Every gardener develops their own tricks and techniques to use in the garden, and old wives tales are as important a part of the art of gardening as trowels and sun hats. If you’re looking to get more out of your garden or just find uses for common household waste, try these ten unusual (but reliable) gardening tips.
Even a teetotal gardener should make sure there’s a couple of cans of cheap lager under the sink, because they can be used as excellent organic pest control. Use an abandoned tin, jar or plastic cup and bury it up to the neck in the soil near any plants that are suffering slug problems. When filled with beer, it makes a serviceable trap that attracts, drowns and poisons slugs, while not posing a risk to household pets, children or the plants themselves.
Other gardeners use a mixture of beer, 1 parts Epsom salts and fish oil as a low-cost and efficient fertiliser.
This one’s not for the faint-hearted. Once you’ve collected a couple of traps full of bugs, pick an old or easily sanitised blender and liquidize them. Strain the result, stick it in a spray bottle and spray it on plants as an excellent natural insecticide. If you can stomach it, the mixture repels and even kills most bugs.
Plants require all kinds of minerals and nutrients, and where better to get them than in their concentrated form from common household waste? Coffee grounds and beans contain phosphorous, potassium, magnesium, copper and nitrogen, all vital for the development of healthy vegetables. In addition, caffeine is a weak but functional natural anti-fungal agent, and will even help deter slugs and snails.
Banana peels, meanwhile, are also an excellent source of potassium and calcium, as well as potash, magnesium, sulfur, phosphates and sodium. They decompose quickly and don’t smell too bad, helping you create thick, nutritious topsoil. Some gardeners blend them with water to reduce decomposition time, but either way they’re great on roses and tomatoes.
Applied daily, camomile tea makes a gentle anti-fungal spray that’s perfect for nurturing and protecting seedlings, particularly during the ‘damping off’ period when they’ve been transplanted to the garden for the first time. Make a pot of camomile and wait until the leftovers have cooled, of course.

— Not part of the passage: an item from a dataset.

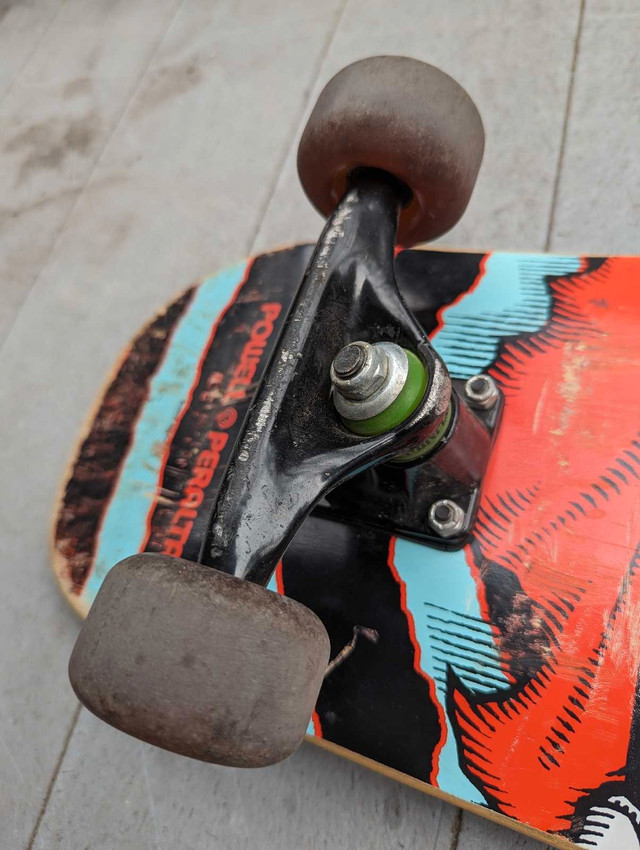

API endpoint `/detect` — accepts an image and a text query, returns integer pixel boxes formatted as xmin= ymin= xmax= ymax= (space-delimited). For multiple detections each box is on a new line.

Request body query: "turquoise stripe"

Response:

Water used to boil vegetables or pasta contains a lot of nutrients, and it’s a shame to waste it (In addition, it can contribute to ‘fatbergs’ in the pipes). Let your pan water cool instead and toss it onto your vegetable garden. If boiling eggs the water will contain plenty of useful calcium, which will help your plants grow stronger stalks.
Rain barrels and water butts are an environmentally-friendly way of watering your garden and an excellent store of water during the dry summer months, but when it gets warm they can become breeding grounds for mosquitos and other insect pests, contaminating the water and leading to lots of bites while gardening. To avoid this, you can introduce common household fish like goldfish or minnows into the barrel during the summer.
However, to keep the fish alive and thriving (there’s no need to be cruel!) there are some extra things to include – you can find out more here.
‘Keyhole Gardening’ is a recognised technique when gardening in areas with poor soil or limited space. Organise your garden and reduce the amount of topsoil you buy by planting in raised soil containers rather than in the ground. You could purpose-buy containers, but old tires, topsoil bags or even hollowed out straw bales are all excellent additions for a more homely garden. Strictly organising them by allowing each plant a square foot of distance from all other plants also helps.
This is more of a quirk of the human brain than anything particular to the plants themselves. Planting odd numbers of plants, particularly threes and fives, will make a garden look lusher and healthier.
This fine old wives’ tale actually contains a grain of truth, particularly with root vegetables like parsnips, cold temperatures and frost force the plants to convert starch into sugar to survive without sunlight, resulting in a nuttier, sweeter flavour that’s much more palatable.
Eggs and eggshells have a myriad of uses to the savvy gardener. Burying an egg in the soil creates a slow-release fertiliser source that can provide plants with all kinds of essential nutrients. Eggshells are also useful sources of calcium carbonate, so blended mixtures of shells sprinkled on flowerbeds can have excellent results.